Navy spy to keep rank, salary until sentencing

Sub-Lt. Jeffrey Paul Delisle covers his face leaving a Halifax court earlier this moneth where he pleaded guilty to breach of trust and two counts of passing information

Sub-Lt. Jeffrey Paul Delisle, who has pleaded guilty to selling military secrets to Russia, will keep his pay, rank and benefits until he is sentenced in January, the Department of National Defence confirmed to CBC News.

"The Queen's Regulations and Orders for the Canadian Forces provide for the forfeiture of pay for the period during which a member is in civil custody awaiting trial by a civil tribunal, if the civil tribunal subsequently finds the member guilty of an offence," a spokesman for the department said in an email.

"As the matter is still before the court, it would be inappropriate to further comment on matters relating to his service at this time."

Delisle, 41, pleaded guilty in a Halifax court last week to breach of trust and two counts of passing information to a foreign entity between July 2007 and Jan. 13, 2011. The offences happened in Ottawa and Kingston, Ont., and Halifax and Bedford, N.S., where he lived.
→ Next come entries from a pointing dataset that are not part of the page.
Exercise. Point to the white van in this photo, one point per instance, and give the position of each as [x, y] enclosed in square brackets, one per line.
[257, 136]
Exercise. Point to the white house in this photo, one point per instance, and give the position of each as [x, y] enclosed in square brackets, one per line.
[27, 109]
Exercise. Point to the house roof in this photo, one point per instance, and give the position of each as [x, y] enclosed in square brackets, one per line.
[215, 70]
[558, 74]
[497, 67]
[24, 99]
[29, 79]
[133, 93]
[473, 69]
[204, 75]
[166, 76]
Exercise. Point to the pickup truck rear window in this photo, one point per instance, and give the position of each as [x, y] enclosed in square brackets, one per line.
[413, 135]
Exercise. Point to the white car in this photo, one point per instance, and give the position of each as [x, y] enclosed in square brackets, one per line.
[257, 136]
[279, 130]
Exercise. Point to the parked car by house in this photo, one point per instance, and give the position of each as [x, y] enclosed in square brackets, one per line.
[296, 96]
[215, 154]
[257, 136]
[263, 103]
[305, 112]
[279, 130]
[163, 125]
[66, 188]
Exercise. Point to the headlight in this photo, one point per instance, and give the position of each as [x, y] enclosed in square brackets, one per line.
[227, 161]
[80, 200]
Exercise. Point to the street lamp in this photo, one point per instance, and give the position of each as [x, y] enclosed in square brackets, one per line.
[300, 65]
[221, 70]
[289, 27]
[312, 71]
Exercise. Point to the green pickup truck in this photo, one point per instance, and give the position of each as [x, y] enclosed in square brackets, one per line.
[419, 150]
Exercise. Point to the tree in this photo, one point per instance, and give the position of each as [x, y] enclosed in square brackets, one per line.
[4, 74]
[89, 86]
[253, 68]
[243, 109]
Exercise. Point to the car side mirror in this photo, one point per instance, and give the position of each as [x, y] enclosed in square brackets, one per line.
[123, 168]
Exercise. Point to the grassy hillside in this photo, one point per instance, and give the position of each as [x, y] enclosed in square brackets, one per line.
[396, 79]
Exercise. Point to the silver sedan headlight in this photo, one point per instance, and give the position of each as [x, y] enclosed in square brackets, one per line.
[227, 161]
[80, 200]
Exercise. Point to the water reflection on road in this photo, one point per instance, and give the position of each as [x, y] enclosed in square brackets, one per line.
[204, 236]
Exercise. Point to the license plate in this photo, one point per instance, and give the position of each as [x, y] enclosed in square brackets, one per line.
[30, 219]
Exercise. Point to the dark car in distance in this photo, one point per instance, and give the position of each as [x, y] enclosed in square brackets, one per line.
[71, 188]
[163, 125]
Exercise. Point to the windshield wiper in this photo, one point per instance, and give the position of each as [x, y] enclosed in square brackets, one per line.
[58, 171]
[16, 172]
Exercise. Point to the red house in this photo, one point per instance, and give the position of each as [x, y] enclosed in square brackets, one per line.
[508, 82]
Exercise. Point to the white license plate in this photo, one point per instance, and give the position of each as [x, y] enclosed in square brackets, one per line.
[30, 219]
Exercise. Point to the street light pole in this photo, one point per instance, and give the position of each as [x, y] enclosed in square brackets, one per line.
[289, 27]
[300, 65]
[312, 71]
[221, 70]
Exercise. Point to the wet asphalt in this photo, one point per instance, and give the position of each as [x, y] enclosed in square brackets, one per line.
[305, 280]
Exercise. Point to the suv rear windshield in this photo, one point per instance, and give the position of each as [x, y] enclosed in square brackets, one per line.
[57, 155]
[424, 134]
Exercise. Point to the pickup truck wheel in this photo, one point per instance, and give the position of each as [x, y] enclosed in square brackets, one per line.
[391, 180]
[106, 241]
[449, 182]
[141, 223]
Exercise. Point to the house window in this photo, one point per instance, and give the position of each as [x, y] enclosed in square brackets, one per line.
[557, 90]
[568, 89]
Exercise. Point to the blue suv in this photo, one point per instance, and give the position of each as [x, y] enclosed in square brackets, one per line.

Although Delisle entered the guilty pleas and the pleas were accepted by Justice Patrick Curran, the Department of National Defence said the court "has not yet found him guilty of the offences." It's possible the defence department will attempt to recover back pay once Delisle is sentenced.

Delisle's sentencing has been set for Jan. 10 and Jan. 12.

The only time a Canadian Forces member was stripped of his Queen's commission was in the case of convicted murderer Russell Williams, who was stripped of his rank as colonel and denied severance pay.

Williams was also stripped of his medals, with his pay terminated and recovered from the date of his arrest. That did not happen until after he was sentenced for his crimes.

Only the Queen or her representative in Canada, the Governor General, can strip an officer of his or her commission.

Delisle walked into the Russian Embassy in Ottawa in 2007 and offered to sell secrets to that country's military intelligence agency, beginning an espionage career that lasted almost four years.

Delisle was posted to the security unit HMCS Trinity, an intelligence facility at the naval dockyard in Halifax. It tracks vessels entering and exiting Canadian waters via satellites, drones and underwater devices.

While there, he worked on a system called the Stone Ghost linking the "Five Eyes" allies: the United States, Britain, Australia, New Zealand and Canada. Delisle downloaded information onto a floppy disk and uploaded it to an email address for his Russian handlers.

He was paid between $2,800 and $3,000 a month by the Russians for the information.

The maximum sentence for communicating information to a foreign entity is life in prison.